More heart than head: Aditi Moghe on screenwriting

Aditi Moghe

In an industry where writers receive little credit, Aditi Moghe had made a space for herself in the Marathi film industry. That's very clearly seen with her writing in 'Cycle' and 'Hampi'. 

In an interview with Showtime, she talks about how she came to write scripts.

Indian cinema is infamous for being made without scripts. How did you get into screenwriting?  

For a long time, I was clueless about what I wanted to do. I was conducting research for a period film when I met an assistant director. During a chai session, he mentioned that he was looking for a writer.
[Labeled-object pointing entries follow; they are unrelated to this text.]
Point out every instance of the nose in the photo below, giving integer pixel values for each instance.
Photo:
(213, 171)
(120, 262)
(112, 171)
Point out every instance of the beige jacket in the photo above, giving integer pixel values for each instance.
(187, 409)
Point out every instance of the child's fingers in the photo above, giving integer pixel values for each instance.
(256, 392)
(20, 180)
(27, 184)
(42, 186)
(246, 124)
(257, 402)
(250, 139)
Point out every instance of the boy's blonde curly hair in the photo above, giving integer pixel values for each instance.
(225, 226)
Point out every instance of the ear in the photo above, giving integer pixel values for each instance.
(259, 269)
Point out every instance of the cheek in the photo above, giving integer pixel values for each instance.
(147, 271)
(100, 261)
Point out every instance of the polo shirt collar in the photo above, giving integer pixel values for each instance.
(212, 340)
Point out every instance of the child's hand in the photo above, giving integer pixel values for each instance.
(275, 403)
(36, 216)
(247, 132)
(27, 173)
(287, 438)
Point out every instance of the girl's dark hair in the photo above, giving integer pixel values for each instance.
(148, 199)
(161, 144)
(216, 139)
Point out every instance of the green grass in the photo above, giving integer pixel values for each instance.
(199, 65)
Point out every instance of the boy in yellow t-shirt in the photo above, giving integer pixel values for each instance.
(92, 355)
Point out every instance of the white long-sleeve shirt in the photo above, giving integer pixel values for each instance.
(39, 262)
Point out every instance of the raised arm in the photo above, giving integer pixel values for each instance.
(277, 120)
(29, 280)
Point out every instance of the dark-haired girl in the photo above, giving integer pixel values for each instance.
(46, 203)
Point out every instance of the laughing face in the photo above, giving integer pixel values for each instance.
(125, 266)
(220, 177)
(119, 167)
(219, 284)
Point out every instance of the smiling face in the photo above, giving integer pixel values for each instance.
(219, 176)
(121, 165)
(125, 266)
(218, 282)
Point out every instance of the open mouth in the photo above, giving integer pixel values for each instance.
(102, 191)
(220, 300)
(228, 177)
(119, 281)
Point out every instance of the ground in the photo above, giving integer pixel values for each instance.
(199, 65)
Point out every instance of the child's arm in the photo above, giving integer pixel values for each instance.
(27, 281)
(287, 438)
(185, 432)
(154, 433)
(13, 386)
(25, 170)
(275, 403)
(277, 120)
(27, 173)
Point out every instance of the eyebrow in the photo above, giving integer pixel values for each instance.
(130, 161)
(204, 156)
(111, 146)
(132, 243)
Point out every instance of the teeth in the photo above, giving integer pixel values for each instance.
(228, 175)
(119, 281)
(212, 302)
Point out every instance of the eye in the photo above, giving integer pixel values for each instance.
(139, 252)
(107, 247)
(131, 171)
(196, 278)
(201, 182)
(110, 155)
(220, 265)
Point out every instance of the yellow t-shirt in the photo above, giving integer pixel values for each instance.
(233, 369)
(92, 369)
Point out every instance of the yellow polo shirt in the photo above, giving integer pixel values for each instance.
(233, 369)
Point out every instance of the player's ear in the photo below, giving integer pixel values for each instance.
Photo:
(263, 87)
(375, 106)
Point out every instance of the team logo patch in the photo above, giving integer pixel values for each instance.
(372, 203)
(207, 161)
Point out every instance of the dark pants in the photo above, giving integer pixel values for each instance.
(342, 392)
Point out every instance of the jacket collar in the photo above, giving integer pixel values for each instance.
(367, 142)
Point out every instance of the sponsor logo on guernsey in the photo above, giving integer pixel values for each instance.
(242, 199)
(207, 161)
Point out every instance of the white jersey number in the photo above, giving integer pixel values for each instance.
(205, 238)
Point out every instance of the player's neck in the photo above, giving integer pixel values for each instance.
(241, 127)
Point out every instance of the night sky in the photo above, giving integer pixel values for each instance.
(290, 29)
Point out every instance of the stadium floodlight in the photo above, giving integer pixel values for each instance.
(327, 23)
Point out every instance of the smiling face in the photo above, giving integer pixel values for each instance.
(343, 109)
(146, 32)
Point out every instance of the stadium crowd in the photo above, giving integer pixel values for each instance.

We thought of developing the story together, till he could get a professional writer on board. But somehow, we bonded and came up with 'Coffee Ani Barach Kahi' (Coffee and More). After hundreds of narrations, and too many rejections, Prakash Kunte decided to produce the film himself. 

I learnt the craft by watching films. I used to research and write non-fictional regional shows. It is a good time to be a screenwriter in India. I could not have imagined doing this in the ’90s. For filmmakers and studios who believe in content, writing is the most crucial aspect of cinema. I have been fortunate enough to get the credit I deserve. The money is getting better.

The story of 'Cycle' is so authentic, simple, and beautiful. What inspired the story?

My father has been obsessed with cycles all his life. 'Cycle' is a story about my sweet and wonderfully weird father. The story is set in Konkan. I am familiar with the region and that helped get the details right. To get the production design right, we hired a researcher. 

'Hampi' is the story of a young woman on a journey of self-discovery. Tell us how that came about.  

'Hampi' is about a cynical protagonist with existential angst who then realises that love is natural to all living beings. And that if we breathe and take some time off, we realise that most of our reactions are loud, dramatic, and unnecessary. Whenever I have left home or my other comfort zones, I have realised there is so much more to life. 'Hampi' was an attempt to express all of that. 

What kind of opportunities are you looking for? 

I would love to go global, of course. Stories that are universal can be told in any language. I eventually want to work as a creative producer, travel the world and create experiences unrestricted by language and culture. I am currently developing two Hindi projects and two Marathi projects.